Time Really Is Money For Luxury Consumers
What do people want besides time? Life experiences, followed by comfort, beauty and quality. No surprise then that travel is one of the most valued pursuits, second only to "high-tech" activities such as using a personal computer and other gadgets. As we saw with another survey recently, when luxury consumers collect things they often by things that might be an investment such as collections of antiques and rare items; original art, paintings and sculpture and a vacation/second home. Other prized collections include watches and jewelry, fine wine and musical instruments.
The differences across cultures were not too surprising. Americans are most interested in television, pets, fitness and electronics. British consumers are interested in Internet and cell phone usage, videos/DVDs, wine and gourmet goods among other things. Germans enjoy reading books, attending cultural events, gardening, and home furnishings. Italian consumers share many of the same interests as those in Germany, but they are more active in travel. French consumers are also similar but with a bigger interest in in gourmet food and wine. China has the greatest interest in photography, electronics, and home furnishings.
What is the definition of luxury for those who are dubbed luxury consumers? For most luxury is defined as being noticeably a cut above the average. The cost is not as important as the experience and feelings that consumers get in enjoying their luxury lifestyles.. Luxury is being able to pursue one's personal passions and interests. For most luxury is not about conspicuous consumption although they do look to a brand's reputation as a sign of quality.
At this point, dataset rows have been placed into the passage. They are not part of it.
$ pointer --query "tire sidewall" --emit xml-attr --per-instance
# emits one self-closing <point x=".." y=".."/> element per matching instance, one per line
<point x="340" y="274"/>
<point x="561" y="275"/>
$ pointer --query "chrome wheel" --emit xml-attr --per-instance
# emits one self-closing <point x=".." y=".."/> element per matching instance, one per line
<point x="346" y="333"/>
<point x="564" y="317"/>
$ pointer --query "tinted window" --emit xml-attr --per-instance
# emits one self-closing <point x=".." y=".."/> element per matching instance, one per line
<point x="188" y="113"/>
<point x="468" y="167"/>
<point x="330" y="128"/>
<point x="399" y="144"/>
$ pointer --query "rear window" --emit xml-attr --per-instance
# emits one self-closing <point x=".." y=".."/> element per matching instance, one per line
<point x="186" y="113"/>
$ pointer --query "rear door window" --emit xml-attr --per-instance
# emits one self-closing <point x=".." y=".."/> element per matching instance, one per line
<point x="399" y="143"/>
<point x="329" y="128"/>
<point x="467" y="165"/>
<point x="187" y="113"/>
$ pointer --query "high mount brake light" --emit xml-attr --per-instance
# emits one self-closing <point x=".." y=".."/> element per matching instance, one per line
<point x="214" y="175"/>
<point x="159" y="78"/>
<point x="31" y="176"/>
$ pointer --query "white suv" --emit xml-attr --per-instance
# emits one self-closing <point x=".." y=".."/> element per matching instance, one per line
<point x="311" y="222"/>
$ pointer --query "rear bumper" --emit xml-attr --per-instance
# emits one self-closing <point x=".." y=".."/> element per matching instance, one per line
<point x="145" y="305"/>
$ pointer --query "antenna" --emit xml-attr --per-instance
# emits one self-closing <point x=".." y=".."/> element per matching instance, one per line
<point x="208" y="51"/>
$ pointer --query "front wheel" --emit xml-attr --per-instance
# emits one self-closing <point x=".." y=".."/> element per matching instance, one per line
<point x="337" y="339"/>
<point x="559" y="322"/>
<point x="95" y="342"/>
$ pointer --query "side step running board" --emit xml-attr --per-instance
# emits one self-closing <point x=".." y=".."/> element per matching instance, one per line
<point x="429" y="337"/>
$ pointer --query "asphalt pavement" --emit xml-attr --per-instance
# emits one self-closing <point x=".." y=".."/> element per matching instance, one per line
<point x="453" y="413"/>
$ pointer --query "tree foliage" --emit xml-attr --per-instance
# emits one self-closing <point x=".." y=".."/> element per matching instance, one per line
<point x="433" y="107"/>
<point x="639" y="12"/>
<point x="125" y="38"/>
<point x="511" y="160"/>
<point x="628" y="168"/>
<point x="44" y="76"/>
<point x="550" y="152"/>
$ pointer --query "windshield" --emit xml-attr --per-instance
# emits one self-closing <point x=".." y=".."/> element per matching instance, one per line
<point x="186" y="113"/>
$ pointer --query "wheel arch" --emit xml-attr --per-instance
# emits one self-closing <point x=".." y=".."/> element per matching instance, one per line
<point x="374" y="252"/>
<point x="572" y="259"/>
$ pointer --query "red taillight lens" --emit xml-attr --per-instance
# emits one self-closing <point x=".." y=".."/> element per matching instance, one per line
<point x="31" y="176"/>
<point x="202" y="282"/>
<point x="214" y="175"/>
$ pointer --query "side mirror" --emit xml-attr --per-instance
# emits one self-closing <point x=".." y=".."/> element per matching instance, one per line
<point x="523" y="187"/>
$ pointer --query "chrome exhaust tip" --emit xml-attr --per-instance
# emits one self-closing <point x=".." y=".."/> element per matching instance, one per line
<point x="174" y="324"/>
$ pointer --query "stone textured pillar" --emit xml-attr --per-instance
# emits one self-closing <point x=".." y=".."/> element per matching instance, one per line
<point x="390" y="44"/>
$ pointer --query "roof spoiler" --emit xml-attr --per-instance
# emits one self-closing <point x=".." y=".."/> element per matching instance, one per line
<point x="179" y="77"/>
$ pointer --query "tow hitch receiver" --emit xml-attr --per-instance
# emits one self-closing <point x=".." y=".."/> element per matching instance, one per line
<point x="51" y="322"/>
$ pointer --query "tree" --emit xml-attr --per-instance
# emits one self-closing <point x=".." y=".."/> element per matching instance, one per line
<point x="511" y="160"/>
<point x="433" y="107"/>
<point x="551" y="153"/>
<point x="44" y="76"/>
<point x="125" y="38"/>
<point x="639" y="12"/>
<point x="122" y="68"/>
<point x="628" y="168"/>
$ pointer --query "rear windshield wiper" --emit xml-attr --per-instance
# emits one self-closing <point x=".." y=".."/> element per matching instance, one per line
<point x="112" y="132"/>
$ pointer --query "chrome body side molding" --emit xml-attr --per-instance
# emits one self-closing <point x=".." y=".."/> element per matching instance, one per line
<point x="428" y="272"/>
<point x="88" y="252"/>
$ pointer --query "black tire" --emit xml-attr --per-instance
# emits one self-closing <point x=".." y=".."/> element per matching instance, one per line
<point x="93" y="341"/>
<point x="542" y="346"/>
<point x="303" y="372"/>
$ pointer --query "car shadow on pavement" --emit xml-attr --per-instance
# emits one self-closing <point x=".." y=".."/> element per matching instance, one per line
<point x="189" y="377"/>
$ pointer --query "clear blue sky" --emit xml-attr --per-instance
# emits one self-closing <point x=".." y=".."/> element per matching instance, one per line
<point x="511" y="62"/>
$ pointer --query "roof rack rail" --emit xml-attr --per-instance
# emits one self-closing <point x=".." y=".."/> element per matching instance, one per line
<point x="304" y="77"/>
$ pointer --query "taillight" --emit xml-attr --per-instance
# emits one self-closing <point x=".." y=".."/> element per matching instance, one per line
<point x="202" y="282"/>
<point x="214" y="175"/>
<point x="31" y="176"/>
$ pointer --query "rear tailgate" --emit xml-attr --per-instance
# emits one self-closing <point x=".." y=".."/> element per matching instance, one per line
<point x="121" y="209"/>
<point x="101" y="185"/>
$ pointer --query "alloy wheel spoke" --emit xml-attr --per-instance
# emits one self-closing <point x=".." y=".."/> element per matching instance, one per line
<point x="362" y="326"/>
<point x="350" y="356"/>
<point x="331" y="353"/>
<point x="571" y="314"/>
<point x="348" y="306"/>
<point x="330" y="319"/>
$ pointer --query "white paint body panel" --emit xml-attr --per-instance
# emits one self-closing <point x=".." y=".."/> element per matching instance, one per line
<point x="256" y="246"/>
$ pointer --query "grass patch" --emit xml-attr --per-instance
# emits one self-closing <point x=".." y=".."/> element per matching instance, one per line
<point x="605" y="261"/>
It is no surprise that the only country in which a large part (46%) of consumers believe luxury is defined by the brand is China.
And attitudes toward brands are shifting. A new book set to come out, Deluxe by Dana Thomas, which features fast food wrapped with Prada labels on the cover, takes on the idea of modern luxury. She profiles the European fashion houses which have evolved from companies known only to the elite few, to monster brands that sell to millions. It makes me wonder if the rise in "masstige," selling luxury to the masses, might be the very thing that compromises the luxury goods market.